# How do you feel about Vic's reentry to NFL



## LizShort (May 19, 2009)

I am very interested in how you feel about this. I will not post my opinion until everyone else has stated theirs.


----------



## Noey (Feb 26, 2009)

I think if he does go back he should be required to help with the city SPCA and donate, do fund raisers, work with animal organizations. He has the potential, if he really has remorse, to help and bring in funding. Not all bad people remain bad. It's how he handles himself and the situation from this point forward that shows the type of man he could end up being. He still has potential to be a good person...but I think he still owes the animal community much more.

I’m also tired of people making excuses for him that it was a “culture” thing. It’s about right and wrong, and it’s wrong. He should be required to turn over all fighting ring connections he had as well and help close them down prior to getting back into the game. Maybe pair him up with a really pro-animal football player and get some reform/air time for how cruel what he did was. People need to see others in the NFL are/were disgusted with him as well.


----------



## Penny & Maggie's Mom (Oct 4, 2007)

UUHHH.... If I never heard of or about him again, I'd be happy. Yes, he's done his time by whatever standard that is, but when someone shows you his character..... believe it!!!!!


----------



## S-Dog's Mom (Jan 9, 2009)

We have already agreed on our fantasy football league that he will NOT be available for draft in our league.


----------



## LifeOfRiley (Nov 2, 2007)

Penny & Maggie's Mom said:


> UUHHH.... If I never heard of or about him again, I'd be happy. Yes, he's done his time by whatever standard that is, but when someone shows you his character..... believe it!!!!!


I agree.
Word is, he spent his first night of freedom going to strip clubs (though his lawyer is denying it.) I realize that there's nothing illegal about that, but I don't think it sends a very good message, if the reports are true.

I really don't want to see him back in uniform.


----------



## AcesWild (Nov 29, 2008)

Is he actually returning? Because i would never support any team that would take him. Sorry just won't do it.


----------



## mainegirl (May 2, 2005)

i've never been to a pro football game, but i told my husband that if he ever played at the eagles stadium i'd gladly go down and picket, and im not a big protest person.

beth, moose and angel


----------



## LizShort (May 19, 2009)

Yes, vic's first day of freedom was spent at a strip club. What a wonderful person this man is. Not only does he do horrific things to animals, he is also a misogynist who only sees the value of women in what he sees in her body. Oh what a wonderful person.


----------



## Jackson'sMom (Oct 13, 2007)

LizShort said:


> Yes, Vick's first day of freedom was spent at a strip club. What a wonderful person this man is. Not only does he do horrific things to animals, he is also a misogynist who only sees the value of women in what he sees in her body. Oh what a wonderful person.
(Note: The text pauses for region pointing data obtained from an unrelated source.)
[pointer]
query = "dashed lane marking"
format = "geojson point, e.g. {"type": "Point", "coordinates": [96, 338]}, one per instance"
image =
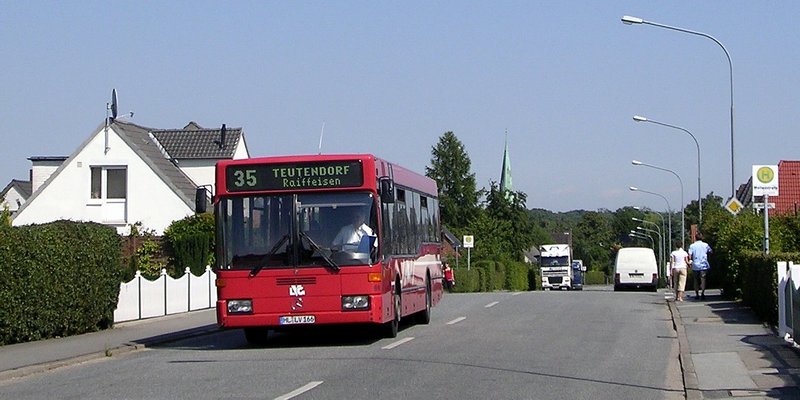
{"type": "Point", "coordinates": [457, 320]}
{"type": "Point", "coordinates": [397, 343]}
{"type": "Point", "coordinates": [299, 391]}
Oh, yeah, he's quite the 'hero', isn't he? I nearly gagged when I saw some guy on CNN after Vick had been arrested, spouting off about what a 'hero" Vick is. And why is he a 'hero'? Because he brought a lot of money to the Falcons; I couldn't believe somebody was stupid enough to actually go on camera and make those statements.
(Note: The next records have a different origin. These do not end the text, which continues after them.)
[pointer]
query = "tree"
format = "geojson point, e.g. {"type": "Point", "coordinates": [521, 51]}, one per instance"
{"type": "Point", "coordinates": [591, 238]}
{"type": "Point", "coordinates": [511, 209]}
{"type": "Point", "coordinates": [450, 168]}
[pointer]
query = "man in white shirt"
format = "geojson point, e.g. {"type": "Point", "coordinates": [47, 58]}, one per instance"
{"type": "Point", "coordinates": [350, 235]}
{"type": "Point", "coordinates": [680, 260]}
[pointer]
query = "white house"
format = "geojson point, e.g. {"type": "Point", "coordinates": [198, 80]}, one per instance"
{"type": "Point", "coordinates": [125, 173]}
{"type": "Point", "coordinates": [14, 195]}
Why anybody, from any place or culture, would look up to a thug and animal abuser like Vick is beyond me.


----------



## Sadiesdream (Jul 11, 2008)

Jackson'sMom said:


> Oh, yeah, he's quite the 'hero', isn't he? I nearly gagged when I saw some guy on CNN after Vick had been arrested, spouting off about what a 'hero" Vick is. And why is he a 'hero'? Because he brought a lot of money to the Falcons; I couldn't believe somebody was stupid enough to actually go on camera and make those statements.
> 
> Why anybody, from any place or culture, would look up to a thug and animal abuser like Vick is beyond me.


 Actually Vic isn't a hearo in the terms that you betrayed. Kids seen him as a rolemodel and a star athlete, it had nothing to do with how much money he made the falcons ( Patrick Kerney lives 6 roads over from me, I've played flag football with him and other guys from the neighborhood) Trust me Vic has done alot of good in the ATL with sponsoring groups to rehab kids and neighborhoods, so he isn't all that bad. 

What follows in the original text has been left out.